C
CopticChristian
Guest
If as Paul says…did God abandon His people, by no means, for to them was given the utterance of Scripture. The Jews prior to the coming of Christ…were directed to translate the OT into Greek. They chose to translate what we know as the Septuagint. If God is Lord and Lord of His word…why did God fail His people and not provide the Masoretic text for translation?Tradition plays a big role. Not all Apostolic Churches share the same canon as the Latin Church. Several of these Churches include additional books or chapters not considered canonical by the Latin Church. It has less to do with any intended deviation from Roman practice than a traditional adherence to what texts and translations have been used and passed down in the particular Church. The Greek Septuagint in early Christianity was widely held, East and West, as divinely inspired, and was the official version of the OT for the Churches, but other translations made in certain regions and in certain times played important roles as well (e.g. the Peshitta, the Vulgate).

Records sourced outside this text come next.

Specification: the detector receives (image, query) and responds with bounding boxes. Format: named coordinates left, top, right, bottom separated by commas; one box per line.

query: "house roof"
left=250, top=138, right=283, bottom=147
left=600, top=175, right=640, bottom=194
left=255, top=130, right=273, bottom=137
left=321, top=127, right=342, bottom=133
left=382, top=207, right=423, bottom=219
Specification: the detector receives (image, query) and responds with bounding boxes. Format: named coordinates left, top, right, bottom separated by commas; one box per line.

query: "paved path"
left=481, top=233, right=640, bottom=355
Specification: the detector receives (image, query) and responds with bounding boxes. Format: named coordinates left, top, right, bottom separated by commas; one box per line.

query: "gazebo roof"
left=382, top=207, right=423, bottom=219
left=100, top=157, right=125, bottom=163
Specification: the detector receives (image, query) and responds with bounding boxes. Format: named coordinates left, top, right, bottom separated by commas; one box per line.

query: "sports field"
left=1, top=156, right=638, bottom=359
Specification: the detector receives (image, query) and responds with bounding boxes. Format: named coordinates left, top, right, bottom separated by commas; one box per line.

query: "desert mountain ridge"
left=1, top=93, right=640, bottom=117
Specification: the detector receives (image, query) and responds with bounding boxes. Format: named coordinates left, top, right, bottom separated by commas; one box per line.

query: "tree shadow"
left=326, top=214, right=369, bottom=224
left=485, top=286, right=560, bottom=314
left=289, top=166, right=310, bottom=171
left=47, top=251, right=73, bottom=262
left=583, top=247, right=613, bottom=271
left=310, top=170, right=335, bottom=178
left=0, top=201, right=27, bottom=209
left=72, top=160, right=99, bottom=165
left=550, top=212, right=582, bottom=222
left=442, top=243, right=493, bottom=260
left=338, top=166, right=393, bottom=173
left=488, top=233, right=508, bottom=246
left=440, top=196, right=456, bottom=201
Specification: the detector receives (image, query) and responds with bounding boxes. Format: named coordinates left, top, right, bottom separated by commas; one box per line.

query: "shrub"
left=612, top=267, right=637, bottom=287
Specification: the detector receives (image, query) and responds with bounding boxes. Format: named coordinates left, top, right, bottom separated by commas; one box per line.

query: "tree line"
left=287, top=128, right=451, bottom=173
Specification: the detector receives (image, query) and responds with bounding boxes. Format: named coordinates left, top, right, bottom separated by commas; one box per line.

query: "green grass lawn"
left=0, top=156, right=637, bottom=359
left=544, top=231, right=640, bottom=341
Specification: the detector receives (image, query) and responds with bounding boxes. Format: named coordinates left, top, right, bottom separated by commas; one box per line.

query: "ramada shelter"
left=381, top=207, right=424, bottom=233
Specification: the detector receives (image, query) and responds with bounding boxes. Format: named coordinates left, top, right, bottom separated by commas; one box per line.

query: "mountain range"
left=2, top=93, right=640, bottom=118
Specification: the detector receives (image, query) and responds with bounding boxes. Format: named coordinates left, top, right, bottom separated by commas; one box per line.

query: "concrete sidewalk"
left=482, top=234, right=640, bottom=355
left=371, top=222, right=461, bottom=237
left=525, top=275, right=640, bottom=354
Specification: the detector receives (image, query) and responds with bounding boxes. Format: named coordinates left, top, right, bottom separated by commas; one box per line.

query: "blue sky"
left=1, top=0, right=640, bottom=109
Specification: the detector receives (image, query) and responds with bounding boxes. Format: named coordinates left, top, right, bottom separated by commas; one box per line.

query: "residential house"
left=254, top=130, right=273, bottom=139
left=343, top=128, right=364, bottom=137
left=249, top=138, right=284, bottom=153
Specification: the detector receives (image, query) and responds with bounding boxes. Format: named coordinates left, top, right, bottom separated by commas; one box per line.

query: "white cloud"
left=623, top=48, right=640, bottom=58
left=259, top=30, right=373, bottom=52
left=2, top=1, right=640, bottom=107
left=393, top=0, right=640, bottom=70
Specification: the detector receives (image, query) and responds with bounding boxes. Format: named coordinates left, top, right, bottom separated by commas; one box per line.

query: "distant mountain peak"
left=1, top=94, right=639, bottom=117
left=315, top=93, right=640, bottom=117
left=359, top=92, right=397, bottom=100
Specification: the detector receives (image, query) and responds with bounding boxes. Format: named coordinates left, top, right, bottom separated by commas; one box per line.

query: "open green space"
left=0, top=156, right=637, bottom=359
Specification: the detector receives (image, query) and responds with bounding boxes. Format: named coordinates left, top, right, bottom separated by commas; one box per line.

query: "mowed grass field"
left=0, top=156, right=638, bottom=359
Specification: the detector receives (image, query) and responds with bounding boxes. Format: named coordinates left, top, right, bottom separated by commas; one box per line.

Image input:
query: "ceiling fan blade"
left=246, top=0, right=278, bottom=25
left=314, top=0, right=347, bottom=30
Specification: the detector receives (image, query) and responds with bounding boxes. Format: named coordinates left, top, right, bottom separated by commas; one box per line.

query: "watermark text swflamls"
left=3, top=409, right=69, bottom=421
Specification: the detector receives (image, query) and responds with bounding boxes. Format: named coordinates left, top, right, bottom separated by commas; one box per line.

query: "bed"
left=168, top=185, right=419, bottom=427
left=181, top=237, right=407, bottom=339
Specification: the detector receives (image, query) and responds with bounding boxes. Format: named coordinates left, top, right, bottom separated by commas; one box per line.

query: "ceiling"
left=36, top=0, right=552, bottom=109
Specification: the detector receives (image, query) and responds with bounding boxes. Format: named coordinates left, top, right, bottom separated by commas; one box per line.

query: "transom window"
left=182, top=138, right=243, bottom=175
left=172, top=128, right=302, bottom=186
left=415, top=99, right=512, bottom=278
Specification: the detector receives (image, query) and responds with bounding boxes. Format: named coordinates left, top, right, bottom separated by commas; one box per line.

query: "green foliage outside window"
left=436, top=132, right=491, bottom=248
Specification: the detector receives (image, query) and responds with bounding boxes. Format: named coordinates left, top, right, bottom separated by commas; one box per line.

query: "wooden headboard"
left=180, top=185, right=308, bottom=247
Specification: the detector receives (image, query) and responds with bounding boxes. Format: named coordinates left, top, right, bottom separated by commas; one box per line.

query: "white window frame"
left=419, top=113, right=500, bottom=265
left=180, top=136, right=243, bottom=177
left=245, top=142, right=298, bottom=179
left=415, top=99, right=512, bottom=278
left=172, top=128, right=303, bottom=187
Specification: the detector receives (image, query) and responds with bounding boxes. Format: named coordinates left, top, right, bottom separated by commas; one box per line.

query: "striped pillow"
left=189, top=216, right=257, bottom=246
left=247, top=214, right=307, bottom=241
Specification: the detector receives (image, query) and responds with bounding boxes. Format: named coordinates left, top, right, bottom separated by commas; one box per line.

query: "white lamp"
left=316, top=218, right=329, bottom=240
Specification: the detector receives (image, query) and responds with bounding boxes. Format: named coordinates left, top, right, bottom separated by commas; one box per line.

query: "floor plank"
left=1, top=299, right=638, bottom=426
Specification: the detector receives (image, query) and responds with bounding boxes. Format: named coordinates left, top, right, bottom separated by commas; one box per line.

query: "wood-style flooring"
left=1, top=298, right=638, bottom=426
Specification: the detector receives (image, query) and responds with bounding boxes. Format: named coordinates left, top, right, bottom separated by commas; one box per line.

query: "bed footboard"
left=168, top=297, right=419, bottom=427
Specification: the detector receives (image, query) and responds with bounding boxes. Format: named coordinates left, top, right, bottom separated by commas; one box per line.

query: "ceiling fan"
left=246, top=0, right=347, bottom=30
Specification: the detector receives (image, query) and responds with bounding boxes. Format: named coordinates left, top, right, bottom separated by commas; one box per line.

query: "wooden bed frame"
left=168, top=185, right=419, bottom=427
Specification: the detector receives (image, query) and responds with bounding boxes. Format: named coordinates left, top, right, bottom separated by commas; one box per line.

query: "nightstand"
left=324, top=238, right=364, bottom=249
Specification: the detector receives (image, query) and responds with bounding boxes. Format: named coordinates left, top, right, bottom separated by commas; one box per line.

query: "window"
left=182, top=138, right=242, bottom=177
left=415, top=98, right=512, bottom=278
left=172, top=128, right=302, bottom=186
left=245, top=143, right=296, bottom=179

Protestants are an interesting case in that they rejected the text as passed down in the Latin Church and sought to recover the “pure” Scripture by going back to the sources (ad fontes). They more or less rejected the Vulgate and the Septuagint and latched onto the Masoretic Text version of the OT, which has its origins in translations made by Jews after the Church was founded. The Masoretic Text does not include the deuterocanonical works found in the Latin Catholic canons, nor any other works included by the other Apostolic Churches.
**I would have to look into the issue more, but my understanding is that early Protestants saw the Masoretic Text as a more ancient and original version than the Septuagint and the Vulgate, and so adopted this as the standard for their own canon and translations of the Old Testament. **If you notice, Protestant apologists will disclude certain deuterocanonical books because there is no known Hebrew original, but only a Greek version known. Many modern scholars, however, now regard parts of the Greek Septuagint, which often includes these deuterocanonical books, as of more antiquity than the Masoretic Text, and will prefer the LXX reading over the MT. The Protestants, in my opinion, owe the OT version of their Bible to the Jewish editors of the 1st millenium AD. As to the NT, they received the text from both Western and Eastern Christian monastic and scholastic communities that had passed down the text in the original koine Greek language.